Although capillary action basically is the magic behind ensuring proper filler metal distribution into a joint, six basic steps also are necessary to make sure that the design and engineering of the joint helps lead to a good brazed joint.

Step 1: Ensure good fit and proper clearances.
Brazing uses capillary action to distribute molten filler metal between the surfaces of the base metals. So when you're brazing, maintain a clearance between the base metals to allow capillary action to work most effectively. In almost all cases, this means a close clearance. Optimal clearance or joint gap for most filler metals is 0.0015 inch, but typical clearances range from 0.001 to 0.005 in.
In everyday brazing, clearances don't have to be overly precise to obtain a sufficiently strong joint. Capillary action operates over a range of clearances, so you have a certain amount of leeway. In everyday shop practice, an easy slip fit typically will produce an adequate brazed joint between two tubular parts.
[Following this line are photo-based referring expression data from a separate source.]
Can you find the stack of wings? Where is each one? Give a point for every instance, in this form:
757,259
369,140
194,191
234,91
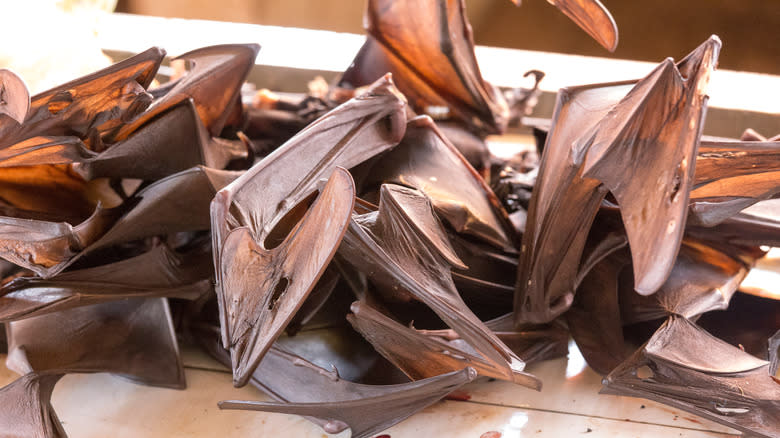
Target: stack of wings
356,254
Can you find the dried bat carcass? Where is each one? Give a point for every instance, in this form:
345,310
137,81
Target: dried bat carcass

Keep in mind that generally, as the clearance increases, joint strength decreases. Capillary action stops around 0.012 in. If you're joining two flat parts, you can rest one on top of the other. The metal-to-metal contact is all the clearance you'll usually need, because the average mill finish of metals provides enough surface roughness to create capillary paths for the flow of molten filler metal. Highly polished surfaces, on the other hand, tend to restrict filler metal flow.
When you're planning your joint clearances, remember that brazed joints are made at brazing temperatures, not at room temperature. Take into account the coefficient of thermal expansion of the metals being joined, particularly with tubular assemblies in which dissimilar metals are joined.
How much allowance you should make for expansion and contraction depends on the nature and sizes of the metals being joined and the configuration of the joint. Although many variables are involved in pinpointing exact clearance tolerances for each situation, keep in mind this principle: Different metals expand at different rates when heated.

Step 2: Clean the metals.
Capillary action works properly only with clean metal surfaces. If they're coated with oil, grease, rust, scale, or dirt, you must remove these contaminants or they'll form a barrier between the base metal surfaces and the brazing materials.
Cleaning metal parts seldom is complicated, but you have to do it in the right sequence. Oil and grease should be removed first, because an acid pickle solution aimed to remove rust and scale won't work on a greasy surface. Start by getting rid of oil and grease. In most cases you can do this either by dipping the parts into a suitable degreasing solvent, by vapor degreasing, or by alkaline or aqueous cleaning. If the metal surfaces are coated with oxide or scale, you can remove those contaminants chemically or mechanically. For chemical removal, use an acid pickle treatment. Make sure that the chemicals are compatible with the base metals being cleaned and that no acid traces remain in crevices or blind holes. Mechanical removal calls for abrasive cleaning.
Particularly in repair brazing, where parts may be very dirty or heavily rusted, you can speed the cleaning process by using an emery cloth, grinding wheel, or file or grit blast, followed by a rinsing operation. Once the parts are thoroughly clean, flux and braze them as soon as possible to reduce the chance for recontamination of surfaces by factory dust or body oils deposited through handling.
Note that certain cleaning mediums will leave a residue and embed in the surface, making it unwettable.

Step 3: Flux the parts.
Flux is a chemical compound applied to the joint surfaces before brazing. Its use, with a few exceptions, is essential in the atmospheric brazing process. This is because heating a metal surface accelerates oxide formation, the result of a chemical reaction between the hot metal and oxygen in the air. If you don't prevent these oxides from forming, they'll inhibit the brazing filler metal from wetting and bonding to the surfaces.
A coating of flux on the joint area shields the surfaces from the air, preventing oxide formation. It also dissolves and absorbs any oxides that form during heating or that were not removed completely in the cleaning process.
You can apply flux in any way to the joint as long as you cover the joint surfaces completely. Flux conventionally is made in a paste, so it's usually most convenient to brush it on. But as production quantities increase, it may be more efficient to apply the flux by dipping: dispensing a premeasured deposit of high-viscosity flux from an applicator gun.
Typically, you apply flux just before brazing if possible so it has the least amount of time to dry out and flake off or get knocked off the parts in handling. Choose a flux that's formulated for the specific metals, temperatures, and conditions of your brazing application.